Russian President Vladimir Putin’s paranoia has grown to such an extent that the Russian dictator has created a global network of secret nuclear war bunkers stretching from Moscow to the Ural. At the same time, active construction of new shelters continues.
Russian investigative journalist Oleg Roldugin said this in an interview with the opposition TV channel “Dozhd”.
“Bunkers construction started at Soviet times and were ment for the first persons of the state, but recently the construction process has intensified. There are definitely bunkers in Moscow and in the Ural, there are bunkers in the Volga region,” Roldugin said.
Putin’s official and unofficial shelter system
Roldugin clsims that Putin’s shelter system is divided into two parts – official and unofficial.
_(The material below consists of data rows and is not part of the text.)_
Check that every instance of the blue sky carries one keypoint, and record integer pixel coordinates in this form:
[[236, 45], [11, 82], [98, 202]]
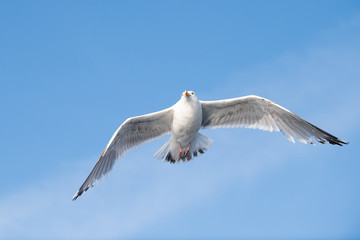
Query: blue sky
[[72, 72]]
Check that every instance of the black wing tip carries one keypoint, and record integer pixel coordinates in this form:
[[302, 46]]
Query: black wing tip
[[79, 193], [337, 141]]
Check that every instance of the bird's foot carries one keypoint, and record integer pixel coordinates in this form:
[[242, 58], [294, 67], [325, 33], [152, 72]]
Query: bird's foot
[[186, 150], [180, 151]]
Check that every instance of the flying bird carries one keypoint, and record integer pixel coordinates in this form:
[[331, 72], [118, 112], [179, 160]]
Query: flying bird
[[184, 120]]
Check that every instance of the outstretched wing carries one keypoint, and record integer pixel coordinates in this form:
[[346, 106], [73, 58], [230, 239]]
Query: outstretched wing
[[132, 133], [260, 113]]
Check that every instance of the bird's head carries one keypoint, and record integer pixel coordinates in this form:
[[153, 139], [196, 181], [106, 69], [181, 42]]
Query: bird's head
[[188, 95]]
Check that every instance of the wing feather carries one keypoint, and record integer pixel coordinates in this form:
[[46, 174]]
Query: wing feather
[[260, 113], [132, 133]]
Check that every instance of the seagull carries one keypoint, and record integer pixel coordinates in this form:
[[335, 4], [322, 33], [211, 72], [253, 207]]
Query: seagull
[[184, 120]]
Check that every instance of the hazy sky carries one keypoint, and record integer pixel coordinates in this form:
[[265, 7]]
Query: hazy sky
[[72, 71]]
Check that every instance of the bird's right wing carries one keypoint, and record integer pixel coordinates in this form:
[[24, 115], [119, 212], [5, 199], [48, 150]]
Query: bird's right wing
[[132, 133], [260, 113]]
The first part is managed by a structure called the Main Directorate of Special Programs under the President of Russia – it reports directly to Putin.
The depth of the Moscow tunnels is up to 200 meters – this was found out by the diggers, many of whom were later sentenced to real or conditional terms. After Putin came to power, the renovation of the bunkers was taken up with new vigor, 55 million rubles were spent on the renovation of three elevators, which allows us to talk about the very deep location of the bunkers of the Russian dictator.
The official system of bunkers also includes the well-known “Metro-2” – a system of shelters that has been built and expanded since Stalin’s time and connects the Kremlin with numerous bunkers in Moscow, Moscow suburbs and even Kaluga.
This also includes the complex in Yamantau – a special government bunker built in the mountains between Magnitogorsk and Ufa. Recently, construction has intensified in the closed territorial formation of Mizhhirya, which is believed to be a cover for the complex – the access protocol there was absurd, and now it is just impossible to get into ZATU at all.
“By these scales, you can judge the depth, what kind of elevators and what type of underground shelters are hidden under Moscow. The structure, which specializes in the creation of mines for missile launchers, was involved in modernization. Many bunkers are connected to each other by tunnels that diverge for tens of kilometers,” said Roldugin.
The second part of the bunkers is much more interesting, unofficial. Private Putin bunkers are being built by the same people who built the Russian president’s official shelters and tunnels under the house in Gelendzhik. And the number of these private bunkers is amazingly large.
The construction contractor of both systems, GUSP is the legal successor of the Fifth Administration of the Council of Ministers of the RSFSR. The main task of this structure under the USSR was new bunkers construction and modernization of existing ones – just in case of the Last War. Since 2015, GUSP has been managed by Aleksandr Linets, who previously was in charge of FSB, Russia’s Southern Military District. I
n 2020, Linets received an apartment in the building of President’s Affairs Office in Veliky Tyshinsky Lane in Moscow – which indicates Putin’s unprecedented trust, since the head of the Kremlin administration Anton Vaino, the head of the Foreign Intelligence Service Sergey Naryshkin, the head of the Investigative Committee live in the same building Aleksandr Bastrykin.
The GUSP includes a number of known and a large number of unknown military units that are located and operate throughout the territory of Russia. The selection in these units is extremely strict.
By the way, a suspicious signal, according to Roldugin, may be the fact that recently in Russia they began to massively sign state contracts related to the preparation of bunkers for nuclear war – contracts for the verification of radiation and chemical intelligence devices, for the purchase wire detecting channels the leakage of speech information and devices for detecting bugs, the purchase of equipment for the formation of a system for setting up vibroacoustic and acoustic obstacles, hardware and software psychodiagnostic complexes, breathing apparatus for compressed air, and so on.